6. Stop sharing so much information – If you use social sites like facebook or google+, you are likely telling too much about yourself. While it’s cool to have everyone you’ve known since kindergarten wish you a happy birthday once a year, is it worth your identity? The less private information you publish about yourself, the less information is available for the bad guys to steal. If you insist on sharing this info, use the privacy settings to restrict it to friends only.
7. Pay your bills electronically – Every time you give someone a check, you are giving them your bank name, account number and a copy of your signature. Checks = evil. Reduce this and simplify your life by paying your bills electronically. PayPal is great for this because the only information you are sharing is your email address. If they don’t accept PayPal, use your credit cards or your bank’s billpay service.

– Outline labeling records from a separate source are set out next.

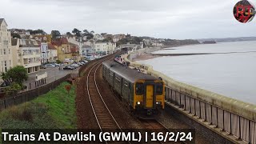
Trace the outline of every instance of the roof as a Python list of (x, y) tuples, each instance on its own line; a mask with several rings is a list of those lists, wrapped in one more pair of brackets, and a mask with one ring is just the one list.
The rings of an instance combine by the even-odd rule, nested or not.
[[(32, 39), (19, 39), (19, 47), (40, 47), (37, 41)], [(25, 42), (25, 44), (24, 44)]]
[(17, 46), (18, 38), (11, 38), (11, 46)]
[(0, 18), (0, 25), (2, 24), (2, 22), (4, 21), (4, 18)]
[(66, 38), (59, 38), (59, 39), (57, 39), (57, 40), (54, 40), (52, 42), (52, 44), (54, 45), (54, 46), (60, 46), (63, 44), (69, 44), (69, 42), (67, 41)]
[(92, 48), (90, 46), (82, 46), (82, 48)]
[(76, 45), (76, 44), (74, 44), (74, 43), (71, 43), (71, 42), (69, 42), (69, 45), (70, 46), (78, 46), (78, 45)]
[(146, 79), (146, 80), (157, 80), (158, 78), (146, 74), (144, 73), (138, 72), (136, 70), (130, 68), (126, 68), (126, 66), (115, 62), (114, 61), (106, 61), (102, 64), (106, 67), (110, 68), (111, 71), (114, 72), (116, 74), (125, 78), (125, 79), (130, 81), (132, 83), (134, 83), (138, 80)]
[(56, 47), (54, 46), (51, 43), (48, 43), (48, 49), (49, 50), (57, 50)]

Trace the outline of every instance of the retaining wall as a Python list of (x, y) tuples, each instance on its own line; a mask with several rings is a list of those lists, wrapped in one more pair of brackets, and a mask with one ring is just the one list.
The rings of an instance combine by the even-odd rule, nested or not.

8. Shred Everything – If you don’t already have one, buy a really good, high-volume shredder. Although the FTC recommends shredding “financial documents,” if you want to protect yourself from dumpster divers, you need to shred a whole lot more. Shred every junk mail offer for credit, insurance or banking. Shred every bill you pay. Shred every bank statement, credit card statement, and insurance document. Shred every email you print. Shred every work document you bring home. When in doubt, shred it. The idea is to give someone looking through your trash nothing that contains useful information. If this seems paranoid, it is. That’s a good thing. If sitting in front of a shredder every weekend doesn’t sound like your idea of fun, consider a shredding service like Shred Nations.
9. Buy some locks – Identity thieves are sometimes someone you know. Visitors to your house, repair men, maids, and casual friends are all possible identity thieves. Again, this may sound a little paranoid but a little paranoia is a good thing. Invest in a safe and/or a locking file cabinet and use it to lock up important papers. Don’t forget to lock up those unpaid bills and blank checks.
10. Use a monitoring service – Monitoring services are useful. Even if you take all the above steps, the possibility remains that someone will get a hold on some of your data and attempt to steal your identity. Get a monitoring service, but choose your service carefully. Lifelock is widely known due to its marketing, but the company has a lousy reputation. Choose a service from your bank or one of the credit reporting agencies.